Nigeria con entrate fiscali risibili
La Nigeria è vittima di forti inefficienze del governo e della dilagante corruzione, oltre che delle violenze interne ad opera di gruppi paramilitari. Il precedente esecutivo si era fatto prestare dalla banca centrale ben 19 miliardi di dollari per coprire esigenze di spesa a breve termine. L’istituto glieli aveva concesso stampando moneta, ossia alimentando la spirale inflazionistica. Uno dei mali cronici del paese è la bassissima capacità di raccogliere le imposte che i contribuenti dovrebbero versare. La Nigeria risulta essere tra i paesi al mondo con le più minori entrate fiscali rispetto al PIL. In media, non più del 7%. Ma nel 2022 si è registrato un guizzo al 10,9% e l’attuale governo punta a centrare il 18% entro il 2026.

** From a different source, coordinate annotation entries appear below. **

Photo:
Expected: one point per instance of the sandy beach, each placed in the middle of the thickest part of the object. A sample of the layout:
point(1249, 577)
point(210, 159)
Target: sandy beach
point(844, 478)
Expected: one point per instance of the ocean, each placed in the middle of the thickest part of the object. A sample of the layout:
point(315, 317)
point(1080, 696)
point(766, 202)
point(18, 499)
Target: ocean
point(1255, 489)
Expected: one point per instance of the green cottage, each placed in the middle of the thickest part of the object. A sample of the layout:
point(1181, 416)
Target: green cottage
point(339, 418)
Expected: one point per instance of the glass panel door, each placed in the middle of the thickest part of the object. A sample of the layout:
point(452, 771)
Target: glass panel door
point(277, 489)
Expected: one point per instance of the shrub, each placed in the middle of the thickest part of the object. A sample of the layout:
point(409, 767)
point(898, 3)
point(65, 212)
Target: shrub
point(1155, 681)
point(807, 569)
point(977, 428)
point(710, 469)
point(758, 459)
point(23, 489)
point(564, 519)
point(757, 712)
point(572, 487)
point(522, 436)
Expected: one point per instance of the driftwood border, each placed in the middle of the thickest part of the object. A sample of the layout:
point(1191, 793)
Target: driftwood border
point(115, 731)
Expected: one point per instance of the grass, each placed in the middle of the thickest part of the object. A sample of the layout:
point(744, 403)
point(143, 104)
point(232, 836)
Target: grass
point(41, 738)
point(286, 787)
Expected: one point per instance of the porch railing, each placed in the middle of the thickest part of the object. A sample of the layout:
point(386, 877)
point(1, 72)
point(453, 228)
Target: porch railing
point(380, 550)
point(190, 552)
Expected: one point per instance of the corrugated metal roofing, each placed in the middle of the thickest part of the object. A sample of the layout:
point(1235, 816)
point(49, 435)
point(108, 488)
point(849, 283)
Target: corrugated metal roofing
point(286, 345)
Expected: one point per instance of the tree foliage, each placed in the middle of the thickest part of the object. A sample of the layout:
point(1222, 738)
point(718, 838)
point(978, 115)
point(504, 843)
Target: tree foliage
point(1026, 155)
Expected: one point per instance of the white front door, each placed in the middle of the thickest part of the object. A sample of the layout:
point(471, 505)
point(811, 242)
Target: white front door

Poiché incassa pochissimo, spende altrettanto poco e s’indebita tanto, coprendo i deficit con emissioni di moneta e finendo per deprimere costantemente sia il potere di acquisto che il cambio. Il petrolio non è stato ad oggi granché di aiuto. La Nigeria produce attualmente 1,4 milioni di barili al giorno, meno della quota assegnatale dall’Opec. L’obiettivo del governo sarebbe di salire a 2,6 milioni entro il 2026. Ma le estrazioni sono oggetto di numerosi furti compiuti da Boko Haram, organizzazione terroristica di matrice islamista che si finanzia perlopiù con il contrabbando di greggio.
Maxi-rialzo dei tassi
Ieri, nel tentativo di arrestare la corsa dell’inflazione, la Banca Centrale della Nigeria ha alzato i tassi di interesse dal 18,75% al 22,75%. Tinubu sta cercando con tutte le forze di ribaltare il destino di un’economia altrimenti destinata al collasso definitivo. Austerità fiscale, stretta monetaria, liberalizzazione del cambio e clima più favorevole ad imprese e investitori sono diventati i cardini della sua svolta. Il rischio è che non faccia in tempo a mostrare i risultati, dato che la povertà in forte crescita semina malcontento e la popolazione reclama soluzioni immediate per mettere insieme pranzo e cena. Molte famiglie stanno arrangiandosi, mangiando gli scarti di riso. Ma non esiste un’alternativa, se non tornare indietro.